Desktop virtualization has a large diffusion but a limited impact on the way business services are offered, but server virtualization completely revolutionizes the approach to the data center in aspects that range from hardware purchasing to resource management. Desktop virtualization is a technology that companies can decide to forgo at any moment if it doesn't meet expectations, but server virtualization is a no-way-back adoption most of the time.

The fact that today's free solutions were yesterday's commercial products, advertised as enterprise-grade solutions, implies that companies from small businesses to enterprises will embrace them, both because they carry no cost and because they are now trusted as reliable. When a desirable technology suddenly becomes free, masses of professionals approach it, with or without the necessary background knowledge.

Where's the risk in this, you ask? The biggest one is for small and medium-sized companies that see free server virtualization as providing a big opportunity to reduce costs. In these situations, the time and budget allocated for IT staff training or outsourced consulting and for testing is small or nonexistent. What often happens is that technologies are thrown into production without the staff having the adequate skills and experience to handle them.

Beside the technological complexity, multiple factors could compromise a virtualization project, including poor capacity planning, superficiality in host and guest operating systems' configuration, missing policies for virtual machines provisioning, lack of knowledge for needed third-party tools and poor investigation in supported configurations. All of these elements could lead to disappointing performance, virtual machine sprawl and increased efforts in management.

Bad results will not only translate into extra money being required to correct deficiencies or revert back to physical servers but will also become a reason why companies stay away from virtualization -- believingif they perceive the technology to be less useful and reliable than they expected.
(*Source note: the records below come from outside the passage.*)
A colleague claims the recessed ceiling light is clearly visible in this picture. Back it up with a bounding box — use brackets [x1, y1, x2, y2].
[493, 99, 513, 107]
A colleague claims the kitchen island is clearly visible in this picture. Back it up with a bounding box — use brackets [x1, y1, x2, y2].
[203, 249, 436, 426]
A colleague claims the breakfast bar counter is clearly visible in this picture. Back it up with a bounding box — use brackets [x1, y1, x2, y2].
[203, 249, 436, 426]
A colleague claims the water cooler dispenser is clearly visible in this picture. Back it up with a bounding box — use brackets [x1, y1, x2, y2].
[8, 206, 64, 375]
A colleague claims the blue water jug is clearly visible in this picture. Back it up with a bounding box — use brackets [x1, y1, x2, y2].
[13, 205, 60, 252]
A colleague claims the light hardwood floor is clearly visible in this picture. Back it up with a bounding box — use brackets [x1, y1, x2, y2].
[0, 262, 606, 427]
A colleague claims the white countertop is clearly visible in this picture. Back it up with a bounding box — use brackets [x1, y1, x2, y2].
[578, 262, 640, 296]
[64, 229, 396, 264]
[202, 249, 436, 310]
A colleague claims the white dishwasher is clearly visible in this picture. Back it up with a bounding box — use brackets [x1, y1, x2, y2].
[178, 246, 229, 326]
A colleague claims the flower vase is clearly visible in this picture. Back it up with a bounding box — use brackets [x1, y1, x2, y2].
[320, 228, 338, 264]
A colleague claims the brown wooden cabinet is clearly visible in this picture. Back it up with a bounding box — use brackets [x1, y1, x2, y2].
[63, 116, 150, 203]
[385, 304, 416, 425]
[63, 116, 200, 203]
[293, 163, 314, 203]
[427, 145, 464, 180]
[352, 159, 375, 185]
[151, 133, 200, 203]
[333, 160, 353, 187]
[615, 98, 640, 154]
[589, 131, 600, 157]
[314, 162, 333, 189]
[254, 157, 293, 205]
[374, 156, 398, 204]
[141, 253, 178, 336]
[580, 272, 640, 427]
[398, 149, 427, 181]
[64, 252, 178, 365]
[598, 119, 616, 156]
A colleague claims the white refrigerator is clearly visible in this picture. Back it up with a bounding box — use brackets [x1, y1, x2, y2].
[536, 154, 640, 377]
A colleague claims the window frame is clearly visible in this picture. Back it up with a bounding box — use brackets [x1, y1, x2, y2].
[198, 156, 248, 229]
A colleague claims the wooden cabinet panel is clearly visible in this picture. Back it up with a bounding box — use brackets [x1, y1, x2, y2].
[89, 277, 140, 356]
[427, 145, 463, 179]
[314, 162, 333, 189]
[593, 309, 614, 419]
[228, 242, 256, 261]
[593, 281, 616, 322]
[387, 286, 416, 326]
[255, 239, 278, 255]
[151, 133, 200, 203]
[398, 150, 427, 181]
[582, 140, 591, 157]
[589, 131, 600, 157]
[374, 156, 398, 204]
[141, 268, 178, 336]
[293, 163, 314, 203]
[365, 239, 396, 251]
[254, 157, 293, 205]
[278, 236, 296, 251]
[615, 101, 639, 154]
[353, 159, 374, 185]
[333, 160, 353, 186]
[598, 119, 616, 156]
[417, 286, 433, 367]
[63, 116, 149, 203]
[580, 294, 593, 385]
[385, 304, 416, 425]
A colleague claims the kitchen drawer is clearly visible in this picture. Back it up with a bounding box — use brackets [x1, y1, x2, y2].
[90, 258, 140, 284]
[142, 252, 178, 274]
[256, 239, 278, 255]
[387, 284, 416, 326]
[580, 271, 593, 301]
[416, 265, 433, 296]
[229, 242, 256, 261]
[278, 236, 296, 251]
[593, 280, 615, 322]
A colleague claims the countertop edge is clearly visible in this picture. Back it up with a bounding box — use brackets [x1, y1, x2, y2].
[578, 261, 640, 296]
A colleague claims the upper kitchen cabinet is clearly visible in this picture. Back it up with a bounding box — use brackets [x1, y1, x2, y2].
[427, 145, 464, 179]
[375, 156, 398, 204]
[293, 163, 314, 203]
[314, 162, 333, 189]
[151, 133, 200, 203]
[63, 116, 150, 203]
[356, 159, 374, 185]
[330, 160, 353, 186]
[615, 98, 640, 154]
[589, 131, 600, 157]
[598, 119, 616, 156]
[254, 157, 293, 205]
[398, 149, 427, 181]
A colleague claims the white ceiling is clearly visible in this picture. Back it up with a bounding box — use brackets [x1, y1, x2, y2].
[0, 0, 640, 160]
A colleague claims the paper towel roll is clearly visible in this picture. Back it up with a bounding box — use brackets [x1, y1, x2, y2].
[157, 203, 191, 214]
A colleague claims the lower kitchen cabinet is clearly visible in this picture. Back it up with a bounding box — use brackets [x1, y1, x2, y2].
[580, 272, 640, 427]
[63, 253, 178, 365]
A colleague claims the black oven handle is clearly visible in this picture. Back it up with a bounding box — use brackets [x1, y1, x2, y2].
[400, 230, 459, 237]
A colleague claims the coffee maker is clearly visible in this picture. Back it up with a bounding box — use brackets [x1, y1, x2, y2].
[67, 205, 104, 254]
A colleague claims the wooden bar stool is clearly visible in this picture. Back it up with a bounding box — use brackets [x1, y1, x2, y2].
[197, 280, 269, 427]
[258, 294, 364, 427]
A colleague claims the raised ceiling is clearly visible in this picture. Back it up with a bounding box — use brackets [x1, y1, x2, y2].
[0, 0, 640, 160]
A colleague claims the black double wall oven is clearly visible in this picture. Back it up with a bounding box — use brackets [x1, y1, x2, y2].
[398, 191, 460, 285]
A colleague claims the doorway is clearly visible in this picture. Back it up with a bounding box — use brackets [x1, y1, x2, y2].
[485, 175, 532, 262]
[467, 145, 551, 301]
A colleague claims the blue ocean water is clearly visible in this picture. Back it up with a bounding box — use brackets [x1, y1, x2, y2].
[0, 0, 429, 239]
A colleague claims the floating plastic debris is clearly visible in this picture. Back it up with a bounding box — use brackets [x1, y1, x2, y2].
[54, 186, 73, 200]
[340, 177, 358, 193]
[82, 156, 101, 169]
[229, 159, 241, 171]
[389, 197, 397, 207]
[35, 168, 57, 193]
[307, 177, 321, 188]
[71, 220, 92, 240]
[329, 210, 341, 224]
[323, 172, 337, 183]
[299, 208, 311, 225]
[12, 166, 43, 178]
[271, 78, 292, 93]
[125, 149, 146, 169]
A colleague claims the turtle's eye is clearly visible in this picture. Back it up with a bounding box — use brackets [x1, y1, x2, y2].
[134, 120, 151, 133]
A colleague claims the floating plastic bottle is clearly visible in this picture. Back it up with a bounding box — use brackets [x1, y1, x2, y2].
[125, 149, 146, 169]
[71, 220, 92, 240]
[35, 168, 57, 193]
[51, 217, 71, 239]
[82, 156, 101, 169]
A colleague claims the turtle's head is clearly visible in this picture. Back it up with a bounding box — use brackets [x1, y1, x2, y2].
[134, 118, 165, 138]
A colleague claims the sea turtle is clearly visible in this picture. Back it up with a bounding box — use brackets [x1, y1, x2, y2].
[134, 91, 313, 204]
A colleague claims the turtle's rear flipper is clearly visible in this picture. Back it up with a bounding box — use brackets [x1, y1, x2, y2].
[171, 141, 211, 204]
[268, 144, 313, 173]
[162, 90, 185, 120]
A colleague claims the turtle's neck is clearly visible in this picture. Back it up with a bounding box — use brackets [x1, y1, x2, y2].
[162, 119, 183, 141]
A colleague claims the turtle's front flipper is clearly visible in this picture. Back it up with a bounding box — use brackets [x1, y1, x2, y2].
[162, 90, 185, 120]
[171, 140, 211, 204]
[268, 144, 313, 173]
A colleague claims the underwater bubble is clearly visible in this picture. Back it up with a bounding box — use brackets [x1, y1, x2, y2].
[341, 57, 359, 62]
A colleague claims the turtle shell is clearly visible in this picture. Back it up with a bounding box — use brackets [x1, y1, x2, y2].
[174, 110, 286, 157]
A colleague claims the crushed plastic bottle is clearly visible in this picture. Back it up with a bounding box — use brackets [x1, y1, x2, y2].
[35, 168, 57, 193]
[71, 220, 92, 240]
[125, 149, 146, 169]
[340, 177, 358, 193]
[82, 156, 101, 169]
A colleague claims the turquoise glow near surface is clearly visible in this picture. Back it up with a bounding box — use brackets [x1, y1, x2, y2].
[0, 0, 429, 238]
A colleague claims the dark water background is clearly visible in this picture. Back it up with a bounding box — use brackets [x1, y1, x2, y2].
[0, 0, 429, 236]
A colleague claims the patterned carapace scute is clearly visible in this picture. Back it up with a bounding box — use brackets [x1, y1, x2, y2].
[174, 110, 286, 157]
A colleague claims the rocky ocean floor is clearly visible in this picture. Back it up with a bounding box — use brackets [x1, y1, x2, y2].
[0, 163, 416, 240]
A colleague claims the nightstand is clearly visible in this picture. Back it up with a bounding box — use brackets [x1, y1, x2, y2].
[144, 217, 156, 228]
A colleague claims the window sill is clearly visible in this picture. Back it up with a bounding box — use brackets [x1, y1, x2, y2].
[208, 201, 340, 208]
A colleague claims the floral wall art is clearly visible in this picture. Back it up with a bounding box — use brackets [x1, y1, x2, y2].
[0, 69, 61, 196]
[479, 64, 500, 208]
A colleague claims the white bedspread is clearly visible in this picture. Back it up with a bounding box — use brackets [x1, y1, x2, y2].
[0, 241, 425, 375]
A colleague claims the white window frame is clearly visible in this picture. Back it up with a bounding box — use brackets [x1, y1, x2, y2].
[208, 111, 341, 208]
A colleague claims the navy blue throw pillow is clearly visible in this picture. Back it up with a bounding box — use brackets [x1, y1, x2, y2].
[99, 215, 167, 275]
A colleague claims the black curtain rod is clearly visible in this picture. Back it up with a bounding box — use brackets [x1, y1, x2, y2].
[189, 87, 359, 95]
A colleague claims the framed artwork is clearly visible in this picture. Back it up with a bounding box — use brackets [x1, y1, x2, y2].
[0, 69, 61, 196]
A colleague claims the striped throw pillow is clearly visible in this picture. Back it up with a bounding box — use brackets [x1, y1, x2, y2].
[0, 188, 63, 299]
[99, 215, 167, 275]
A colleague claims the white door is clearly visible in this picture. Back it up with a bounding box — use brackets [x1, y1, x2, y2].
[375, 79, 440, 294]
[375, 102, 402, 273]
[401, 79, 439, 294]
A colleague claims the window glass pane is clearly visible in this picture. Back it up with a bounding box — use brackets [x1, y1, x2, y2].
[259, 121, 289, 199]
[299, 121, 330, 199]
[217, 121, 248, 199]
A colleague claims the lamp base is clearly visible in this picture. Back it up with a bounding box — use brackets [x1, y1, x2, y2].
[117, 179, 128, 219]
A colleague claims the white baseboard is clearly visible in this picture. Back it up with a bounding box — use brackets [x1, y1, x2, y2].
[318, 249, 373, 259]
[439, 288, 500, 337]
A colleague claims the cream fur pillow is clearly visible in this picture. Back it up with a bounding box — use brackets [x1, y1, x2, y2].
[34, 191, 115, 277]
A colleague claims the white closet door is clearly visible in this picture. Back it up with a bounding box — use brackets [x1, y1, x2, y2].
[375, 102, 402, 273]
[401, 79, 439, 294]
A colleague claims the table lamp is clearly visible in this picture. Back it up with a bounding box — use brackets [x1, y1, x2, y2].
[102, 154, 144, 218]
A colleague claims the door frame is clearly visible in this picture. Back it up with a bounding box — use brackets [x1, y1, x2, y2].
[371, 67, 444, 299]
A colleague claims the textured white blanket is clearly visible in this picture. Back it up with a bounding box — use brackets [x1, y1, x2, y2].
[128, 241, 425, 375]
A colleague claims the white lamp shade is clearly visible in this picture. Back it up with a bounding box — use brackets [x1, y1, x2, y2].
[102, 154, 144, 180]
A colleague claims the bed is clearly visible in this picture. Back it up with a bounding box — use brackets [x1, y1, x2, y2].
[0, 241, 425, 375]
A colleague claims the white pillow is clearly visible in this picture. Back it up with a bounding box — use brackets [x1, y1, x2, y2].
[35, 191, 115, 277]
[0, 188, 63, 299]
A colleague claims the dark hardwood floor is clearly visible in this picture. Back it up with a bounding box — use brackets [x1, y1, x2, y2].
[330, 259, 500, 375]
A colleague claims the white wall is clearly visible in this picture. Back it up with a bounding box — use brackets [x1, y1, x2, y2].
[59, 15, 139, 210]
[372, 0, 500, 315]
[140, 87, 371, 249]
At the end of the day, making a complex solution like server virtualization available at no cost could damage companies in the short and medium term.

Future trends

It looks pretty certain that server virtualization will remain free, extend to data-center-class solutions (now still a profitable part of the vendors' offerings) and become pervasive, being included in every operating system. The biggest contribution in this direction will arrive from Microsoft, which announced it will embed a new virtualization technology called Windows Server Virtualization inside upcoming versions of its server operating system, code-named Longhorn.

Within two years or so, virtualization as a commodity will appear in millions of installations, becoming a de-facto standard in data center architectures.

Investing in training or consulting is not just a way to ensure that free virtualization will deliver supposed benefits, but it's also a way to build knowledge and be ahead of the competition in the near future.

Conclusion

Free virtualization may look like a simple technology that could solve complex problems, and this appearance might lead companies to underestimate the importance of an investment in training or outsourcing help. The reality is today's virtualization technology is very hard to handle and requires capabilities that the IT staff doesn't have. Companies planning to adopt free virtualization without the proper planning could face roadblocks at points in the migration that defy correction and make it such that reverting back to physical servers would result in big waste of money.